La cena transcurrió como de costumbre: el arte y la música fueron los principales temas. Y como ya era parte de la tradición iniciada tres años antes, al final y como postre Ángela y Rocafuerte hicieron un recuento de su trabajo, ahora con el agregado luctuoso de la por violenta inesperada muerte de Edith. Para evitar la injerencia de los escuchas curiosos ambos habían creado un léxico que sólo ellos entendían, frases que estaban formadas con palabras en varios idiomas y los llamados dialectos. Se divertían como lo hacen los filólogos que gustan inventar términos basándose en las raíces lingüísticas. Ni Silvestre con sus dotes idiomáticas pudo descifrar lo que su aparente discreción le permitió escuchar.

         Antes de pedir la cuenta Simón hizo de lado el quinqué cuya luz resaltaba los bellos rasgos de Ángela. Bajó el tono de voz y acercándosele como si estuviera flirteando le dijo: –Me llama la atención que ninguno de los rateros se llevara el teléfono de sus víctimas. Y me preocupa que algunos hayan hecho la finta de robárselos para después aventarlos a la parte de atrás del automóvil. Eso quiere decir que la persona que los dirige pensó en un plan alterno, el cual incluye encontrar pistas que lo acerquen a nosotros…

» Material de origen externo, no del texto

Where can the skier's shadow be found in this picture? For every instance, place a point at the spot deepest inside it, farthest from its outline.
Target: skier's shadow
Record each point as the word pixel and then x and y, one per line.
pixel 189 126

         –¿Crees que el señor Hidalgo es parte de ello?

         –Todo puede ser, Ángela. No descarto esa posibilidad; sin embargo, la veo difícil porque hasta ayer no habíamos dejado ninguna pista. Edith podría dárselas siempre y cuando la autopsia revelara que estaba enferma. Y suponiendo que así fuere tardarían varias semanas en encontrar el vínculo con alguno de nosotros y meses en saber de la Brigada, si acaso hubiéramos dejado algún cabo suelto. No. Lo más seguro es que el señor Hidalgo es un tipo cuya inteligencia y oficio le obligan a crear las líneas de investigación que se le ocurran, mismas que eliminará conforme éstas no prosperen o los elementos que aporten sean tan débiles como irrelevantes. Su éxito está basado en la suerte, cuando menos en este caso, casualidad que no debemos permitir que ocurra. Por eso hay que acercarnos a él y mover nuestras piezas…

         –¿Como si lo nuestro fuera un juego de ajedrez?

         –En efecto señora. Pero hasta hoy tú y yo somos los dueños del tablero y los únicos que vemos cómo el contrario hace su juego. Por eso te pido que pienses en Edith y en sus vínculos; que analices cada paso de tu relación con ella, incluida la forma en que la reclutaste. E investiga si tiene y quién es su confidente, si cometió alguna indiscreción o si hizo comentarios sobre nosotros y qué fue lo que dijo…

         –No me menosprecies Simón –respondió Ángela mostrando cierto enfado–, cuando invité a Edith a formar parte de la Brigada, ella aceptó todas y cada una de las condiciones. Una de ellas: la responsabilidad de no involucrar a ningún miembro de su familia y menos a sus hijos. Supo, y lo aceptó, que una indiscreción suya, por muy sutil que ésta fuera, pondría en peligro a sus seres queridos. Sólo se enteró de lo poco que tenía que saber, sin profundizar en el esquema de la Brigada…

         –Te viste drástica, ¿no?

         –Tal vez, pero muy tersa y cuidadosa. Le dije que cualquier comentario a los suyos los convertiría en cómplices o en candidatos a la venganza de los criminales que combatimos. Insisto Simón: por ese lado no te preocupes. Su lamentable muerte borró todas las pistas. Ah, por si te interesa te informo que el médico legista es uno de los nuestros…

         –Como dice el genial Rafael Ibarbuengoitia: eres nuestro ángel custodio, linda y bella dama…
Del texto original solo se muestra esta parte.